No próximo dia 14 de dezembro, quando o Colégio Eleitoral eleger Biden como 46º presidente dos EUA, vamos ver o que vai fazer Trump. Já disse que vai sair da Casa Branca, numa birra inédita, mas foi uma daquelas reações tipicamente irritadas em resposta a uma jornalista. O que está em aberto é saber se é nesse mesmo dia que deixa a Casa Branca vazia. Continua a ser o presidente em exercício, mas pode desempenhar a função em qualquer local dos EUA. Na Flórida, por exemplo, para onde vai viver. A curiosidade não é reconhecer que tem de sair da Casa Branca, a 20 de janeiro, mas o ênfase colocado na expressão: se o elegerem, saio daqui. Mais uma fanfarronice?
Parece impossível um gesto desses, mas Trump está profundamente desanimado, furioso, e incapaz de uma atitude de bom senso. A tradição é simples, mas não com este presidente. Acha um golpe o que o Colégio Eleitoral vai fazer, e só lhe resta abandonar, em fúria, o símbolo da Presidência americana.
Até agora, Trump fez tudo ao contrário. Não concedeu, não falou com Biden, aceitou que se iniciasse o processo de transição, diz que abandona a Casa Branca, não a 20 de janeiro, mas eventualmente já daqui a duas semanas, e ninguém sabe, de todo, se vai estar ao Capitólio para assistir ao juramento do novo presidente. Já há senadores republicanos a pedirem para não faltar.

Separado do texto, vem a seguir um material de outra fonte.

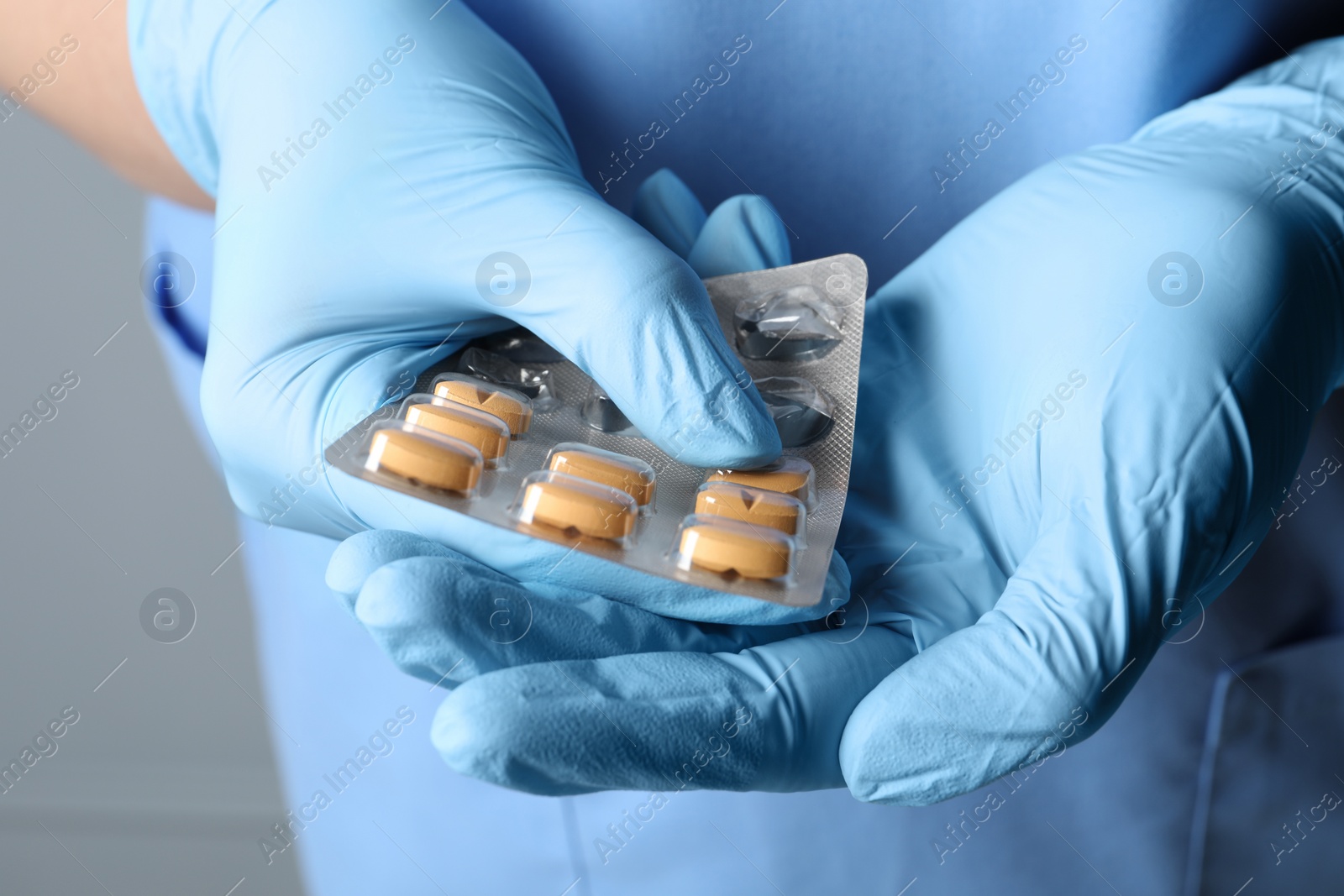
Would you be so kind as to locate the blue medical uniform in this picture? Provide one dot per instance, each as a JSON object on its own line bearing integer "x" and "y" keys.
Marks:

Se sair a 14, a Casa Branca fica vazia? Sem luz? Sem vivalma? Um palácio fantasmagórico? Longe disso. Fica apenas sem o presidente e a mulher. A Casa Branca tem uma vida muito própria, que nunca descansa, e que nada tem a ver com a política ou com o presidente em exercício. Mais de 100 pessoas trabalham na residência presidencial, no 2 e 3º andares, e tratam de tudo o que a família precisa. Nos andares de baixo, na Presidência e os seus inúmeros serviços, existem outras centenas de pessoas, tradicionalmente enviadas pelos ramos das Forças Armadas, que fazem a ligação entre o staff político e as necessidades do dia a dia.
A melhor descrição da Casa Branca, dos seus segredos, e da vida privada da família presidencial, foi feita por Kate Anderson Brower, jornalista da Bloomberg acreditada na Presidência. É um mundo desconhecido, a começar pela sua dimensão. De fora parece ter apenas três andares, mas na verdade são seis e mais duas mezanines, e dois em caves. Claro que ainda tem o andar subterrâneo da sala de crise, e um bunker contruído no final da II Guerra Mundial. São 132 divisões, 147 janelas, 28 lareiras, 8 escadarias e três elevadores.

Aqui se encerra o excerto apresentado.